Dataset Base WER Fine-tuned WER Δ (abs)
Common Voice 21 (sk) 38.0 18.0 -20.0
FLEURS (sk) 18.7 7.6 -11.1

Numbers from the paper’s final benchmark runs.

🔧 Training Details

  • Framework: Hugging Face Transformers
  • Hardware: NVIDIA A10 GPUs
  • Epochs: up to 3 with early stopping on validation WER
  • Learning rate: ~40× smaller than Whisper pretraining LR

⚠️ Limitations

  • Domain bias toward parliamentary speech (e.g., political vocabulary, formal register).
  • As with Whisper models generally, occasional hallucinations may appear; consider temperature fallback / compression-ratio checks at inference time.
  • Multilingual performance is not guaranteed (full-parameter finetuning emphasized Slovak).

📝 Citation & Paper

For more details, please see our paper on arXiv or the Hugging Face paper page.
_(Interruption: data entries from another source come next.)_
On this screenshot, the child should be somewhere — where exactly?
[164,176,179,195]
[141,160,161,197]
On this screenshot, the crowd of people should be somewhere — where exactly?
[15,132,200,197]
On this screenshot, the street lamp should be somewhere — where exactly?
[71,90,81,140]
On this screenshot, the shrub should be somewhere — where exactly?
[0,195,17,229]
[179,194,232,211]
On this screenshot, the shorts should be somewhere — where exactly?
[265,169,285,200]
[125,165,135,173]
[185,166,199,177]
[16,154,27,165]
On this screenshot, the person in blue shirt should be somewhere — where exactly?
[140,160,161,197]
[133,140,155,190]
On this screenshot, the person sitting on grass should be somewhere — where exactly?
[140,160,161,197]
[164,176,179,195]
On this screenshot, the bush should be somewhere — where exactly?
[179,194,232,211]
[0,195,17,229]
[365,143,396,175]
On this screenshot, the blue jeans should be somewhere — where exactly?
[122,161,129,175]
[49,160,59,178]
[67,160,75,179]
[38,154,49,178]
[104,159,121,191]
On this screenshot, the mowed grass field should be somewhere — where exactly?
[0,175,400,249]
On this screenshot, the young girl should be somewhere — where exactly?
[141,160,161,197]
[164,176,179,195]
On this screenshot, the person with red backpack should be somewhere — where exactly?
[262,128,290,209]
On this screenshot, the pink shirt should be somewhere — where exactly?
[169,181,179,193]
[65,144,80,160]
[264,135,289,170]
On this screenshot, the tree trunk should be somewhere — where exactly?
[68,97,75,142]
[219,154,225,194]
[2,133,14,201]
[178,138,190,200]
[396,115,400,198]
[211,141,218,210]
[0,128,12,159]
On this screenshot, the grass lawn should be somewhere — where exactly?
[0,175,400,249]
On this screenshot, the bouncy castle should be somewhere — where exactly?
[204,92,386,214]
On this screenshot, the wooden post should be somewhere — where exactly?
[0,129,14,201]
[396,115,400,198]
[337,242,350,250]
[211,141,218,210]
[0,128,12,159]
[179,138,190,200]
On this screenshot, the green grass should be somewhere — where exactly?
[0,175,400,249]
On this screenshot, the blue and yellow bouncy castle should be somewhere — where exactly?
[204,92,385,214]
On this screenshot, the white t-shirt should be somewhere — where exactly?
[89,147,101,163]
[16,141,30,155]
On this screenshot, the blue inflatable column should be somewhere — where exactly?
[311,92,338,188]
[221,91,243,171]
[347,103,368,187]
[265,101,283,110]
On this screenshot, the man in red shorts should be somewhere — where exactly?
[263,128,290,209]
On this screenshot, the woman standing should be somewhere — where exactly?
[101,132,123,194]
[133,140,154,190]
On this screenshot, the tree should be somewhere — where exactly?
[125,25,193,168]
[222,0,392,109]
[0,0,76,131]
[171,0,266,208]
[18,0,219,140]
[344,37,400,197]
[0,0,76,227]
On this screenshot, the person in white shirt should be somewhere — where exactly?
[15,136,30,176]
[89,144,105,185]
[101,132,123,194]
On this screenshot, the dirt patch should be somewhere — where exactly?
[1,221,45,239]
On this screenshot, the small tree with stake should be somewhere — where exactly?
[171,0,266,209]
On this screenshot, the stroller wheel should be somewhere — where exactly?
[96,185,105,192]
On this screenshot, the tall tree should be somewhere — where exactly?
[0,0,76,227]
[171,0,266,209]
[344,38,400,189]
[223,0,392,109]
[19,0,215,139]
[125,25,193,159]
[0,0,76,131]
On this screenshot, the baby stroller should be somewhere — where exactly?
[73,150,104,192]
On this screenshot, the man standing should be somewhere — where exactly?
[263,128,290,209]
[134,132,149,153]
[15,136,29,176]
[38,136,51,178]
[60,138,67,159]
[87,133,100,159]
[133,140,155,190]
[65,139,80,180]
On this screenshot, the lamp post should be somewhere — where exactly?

If you use this model in your work, please cite it as:

@misc{božík2025slopalspeech2800hourslovakspeech,
      title={SloPalSpeech: A 2,800-Hour Slovak Speech Corpus from Parliamentary Data}, 
      author={Erik Božík and Marek Šuppa},
      year={2025},
      eprint={2509.19270},
      archivePrefix={arXiv},
      primaryClass={cs.CL},
      url={https://arxiv.org/abs/2509.19270}, 
}

🙏 Acknowledgements

This work was supported by VÚB Banka who provided the GPU resources and backing necessary to accomplish it, enabling progress in Slovak ASR research.